Upgrading your car's suspension can give it a whole new life. And replacing coilover springs is a good place to start, to restore the vehicle to its original height and improve its ride. After all, absorbing road impact and supporting the weight of the car is a big job. Normal wear and tear fatigues suspension components, making your car droop, resulting in reduced ride quality and handling issues.

New springs can restore the vehicle to its original height and ride quality.

Lift or Lower?

A saggy profile and sloppy ride are two indicators that the springs are at the end of their life cycles. When replacement is imminent, many car owners debate the merits of using OE-spec springs or substituting non-stock springs: shorter coils provide a lower center of gravity for better road-hugging/cornering and longer springs mean additional off-road ground clearance/fit for taller tires. Regardless of spring length, the replacement procedure is similar (although longer springs sometimes require removing additional components).

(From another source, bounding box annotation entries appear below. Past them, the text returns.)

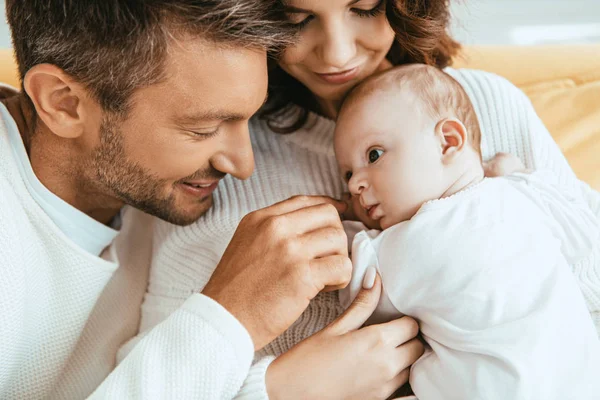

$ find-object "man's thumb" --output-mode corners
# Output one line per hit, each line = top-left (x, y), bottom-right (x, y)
(326, 267), (381, 336)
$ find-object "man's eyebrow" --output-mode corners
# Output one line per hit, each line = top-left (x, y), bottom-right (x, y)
(174, 94), (268, 125)
(283, 0), (360, 14)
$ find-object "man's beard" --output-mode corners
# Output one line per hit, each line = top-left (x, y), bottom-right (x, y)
(90, 117), (223, 225)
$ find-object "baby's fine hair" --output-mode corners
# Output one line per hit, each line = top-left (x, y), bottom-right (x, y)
(342, 64), (481, 155)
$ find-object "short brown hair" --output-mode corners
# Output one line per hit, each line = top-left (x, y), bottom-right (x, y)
(6, 0), (291, 113)
(259, 0), (460, 133)
(342, 64), (481, 154)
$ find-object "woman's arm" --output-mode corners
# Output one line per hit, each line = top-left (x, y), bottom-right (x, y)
(446, 68), (600, 335)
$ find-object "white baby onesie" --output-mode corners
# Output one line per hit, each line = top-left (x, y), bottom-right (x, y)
(340, 172), (600, 400)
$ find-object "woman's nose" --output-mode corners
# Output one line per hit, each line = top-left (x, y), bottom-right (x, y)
(211, 125), (254, 179)
(321, 17), (356, 72)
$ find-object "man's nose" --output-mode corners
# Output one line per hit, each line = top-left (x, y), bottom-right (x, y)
(321, 18), (356, 72)
(211, 125), (254, 179)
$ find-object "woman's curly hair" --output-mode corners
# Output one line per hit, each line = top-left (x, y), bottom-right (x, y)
(258, 0), (460, 133)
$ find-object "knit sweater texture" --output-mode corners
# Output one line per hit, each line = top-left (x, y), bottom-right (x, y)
(136, 68), (600, 398)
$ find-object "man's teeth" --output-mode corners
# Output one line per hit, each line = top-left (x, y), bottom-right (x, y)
(188, 183), (211, 189)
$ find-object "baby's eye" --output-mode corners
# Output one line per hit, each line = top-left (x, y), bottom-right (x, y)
(369, 149), (383, 164)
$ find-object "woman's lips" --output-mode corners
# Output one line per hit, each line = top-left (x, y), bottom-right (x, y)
(315, 67), (360, 85)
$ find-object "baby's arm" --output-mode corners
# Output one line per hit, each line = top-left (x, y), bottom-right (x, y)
(506, 170), (600, 265)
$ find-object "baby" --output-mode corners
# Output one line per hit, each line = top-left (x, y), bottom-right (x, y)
(335, 65), (600, 400)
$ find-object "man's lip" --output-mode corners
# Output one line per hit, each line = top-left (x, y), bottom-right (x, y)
(183, 179), (220, 188)
(315, 67), (360, 84)
(179, 181), (219, 198)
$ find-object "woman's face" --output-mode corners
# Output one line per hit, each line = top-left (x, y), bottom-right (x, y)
(279, 0), (394, 101)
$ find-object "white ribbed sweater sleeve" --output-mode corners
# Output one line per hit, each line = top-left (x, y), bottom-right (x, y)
(90, 294), (256, 399)
(446, 68), (600, 335)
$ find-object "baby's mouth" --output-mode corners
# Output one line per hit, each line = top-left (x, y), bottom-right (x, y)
(365, 204), (379, 220)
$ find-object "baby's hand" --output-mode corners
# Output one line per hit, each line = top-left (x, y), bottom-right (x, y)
(483, 153), (528, 178)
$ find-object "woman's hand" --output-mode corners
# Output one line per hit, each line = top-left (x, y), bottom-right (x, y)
(342, 193), (381, 230)
(266, 274), (423, 400)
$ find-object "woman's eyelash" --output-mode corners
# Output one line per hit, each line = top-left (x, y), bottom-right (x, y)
(352, 0), (384, 17)
(190, 129), (219, 139)
(294, 0), (385, 30)
(294, 15), (315, 30)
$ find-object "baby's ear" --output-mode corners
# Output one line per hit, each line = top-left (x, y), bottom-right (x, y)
(435, 118), (469, 163)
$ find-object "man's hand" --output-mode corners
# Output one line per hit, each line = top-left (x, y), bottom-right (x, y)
(202, 196), (352, 350)
(266, 277), (424, 400)
(483, 153), (529, 178)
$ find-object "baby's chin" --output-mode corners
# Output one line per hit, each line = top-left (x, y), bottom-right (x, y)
(358, 212), (383, 231)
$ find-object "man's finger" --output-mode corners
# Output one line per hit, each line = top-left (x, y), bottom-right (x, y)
(300, 224), (348, 258)
(366, 316), (419, 346)
(391, 338), (425, 373)
(325, 274), (381, 336)
(310, 255), (352, 291)
(260, 196), (348, 217)
(382, 368), (410, 400)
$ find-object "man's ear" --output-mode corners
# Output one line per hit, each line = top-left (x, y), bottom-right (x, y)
(435, 118), (469, 163)
(23, 64), (88, 139)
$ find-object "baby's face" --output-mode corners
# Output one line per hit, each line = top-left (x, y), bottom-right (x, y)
(335, 91), (444, 229)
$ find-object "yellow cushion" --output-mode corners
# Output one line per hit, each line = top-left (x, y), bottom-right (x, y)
(455, 44), (600, 190)
(0, 44), (600, 190)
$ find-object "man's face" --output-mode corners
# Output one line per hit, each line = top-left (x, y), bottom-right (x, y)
(86, 40), (267, 225)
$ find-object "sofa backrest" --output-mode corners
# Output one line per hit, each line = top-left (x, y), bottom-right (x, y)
(0, 44), (600, 190)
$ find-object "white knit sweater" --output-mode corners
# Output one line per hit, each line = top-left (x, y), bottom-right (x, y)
(140, 69), (600, 399)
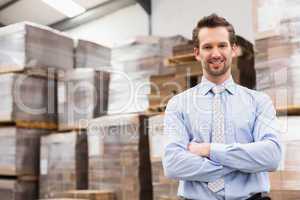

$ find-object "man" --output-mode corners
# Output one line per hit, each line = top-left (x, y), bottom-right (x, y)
(163, 14), (281, 200)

Most above-average-skilled home mechanics can replace their vehicles' coil springs. However, the job isn't without risk. Compressed coils store an incredible amount of energy. The key to the swap is to release this pent-up energy in a slow, controlled way. A coil that abruptly springs forth from its A-arm environs can inflict severe bodily harm.

Compression Chambers

Coil "uncoiling" can be done a number of ways. Probably the most popular is with a coil compressor tool, which can be easily borrowed or rented from many auto parts stores. This tool squeezes the coil and keeps it in a compressed state while it's removed from the A-arm. Once the coil is off the vehicle, the compressor tool's through-bolt can be slowly unscrewed to gradually allow the coil to return to its unloaded state. When used properly, coil compressors are a popular way to safely remove springs. However, if the tool is damaged or used incorrectly, mayhem can ensue.

Some pro mechanics prefer to use a hydraulic lift and floor jack to remove coil springs. Since these people perform the procedure day in and day out, they know exactly how high to lift the vehicle so that the A-arm can be slowly lowered with a floor jack, using the floor as an emergency stop so that the coil won't shoot out from the vehicle. Since judgment based on experience is required here, this method isn't recommended for the casual do-it-yourselfer.

The safest way to preserve human digits and limbs when removing coil springs is to add redundancy-combining the two methods above or possibly even securing a heavy-duty chain around the coil to keep it from springing to full length should the compressor tool and/or jack fail. If in doubt, play it safe and take your vehicle to a professional mechanic.

The key to this swap is to release the pent-up energy in a slow, controlled way.

Specific coil-spring removal and replacement procedures vary depending on vehicle. (Refer to a service manual for the specific car for further information as well as for fastener torque specifications for proper re-assembly.) For example, many older cars mount the shock absorber inside the coil. If using a compressor tool, the shock must be removed so that the tool can be inserted into the spring. On the other hand, the shock is mounted away from the coil in many truck applications.

This overview of replacing coilover springs is intended to help you decide whether an at-home coil swap is viable for your skill level. For many car enthusiasts, the job is virtually a no-brainer. Just beware of the potential risks involved when you put a new spring in your car's steps.